The First Step: Preparing Rural Preservice Teachers to Support Multilingual Learners
DOI:
https://doi.org/10.31074/gyntf.2025.3.125.148Kulcsszavak:
teacher education, language minorities, teaching methods, curriculum development, multilingualismAbsztrakt
In an era of increasing linguistic diversity in K–12 classrooms, the responsibility for supporting Multilingual Learners (MLs) extends beyond English as a Second Language (ESL) and bilingual specialists to include all general education teachers. This need is particularly urgent in rural communities, where access to specialized personnel and resources is often limited. Yet, teacher education programs frequently face structural and curricular constraints. In many small, rural institutions, preservice teachers may take only one course focused on ML education, raising important questions about whether they are adequately prepared to work with MLs. This paper examines how a single, strategically designed course can meaningfully prepare future teachers to work with MLs in general education classrooms across various grade levels and content areas.
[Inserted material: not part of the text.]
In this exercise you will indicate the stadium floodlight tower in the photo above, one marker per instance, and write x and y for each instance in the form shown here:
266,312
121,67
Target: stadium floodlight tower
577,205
Drawing on research from comprehensive teacher education models designed to prepare educators for multilingual classrooms, this paper shows how a “one-course model” can lay the foundation of preservice teachers’ knowledge, shape their dispositions, and begin to develop the skills needed to foster inclusive practices that support MLs. Through intentional pedagogical design, assignments, and high-impact practices, a one-course model can both introduce essential competencies and prepare preservice teachers to advocate for MLs. This paper, on the other hand, will also acknowledge its inherent limitations. This approach highlights how structural challenges in rural teacher education can be reframed as opportunities for innovation in preparing educators for linguistically diverse classrooms.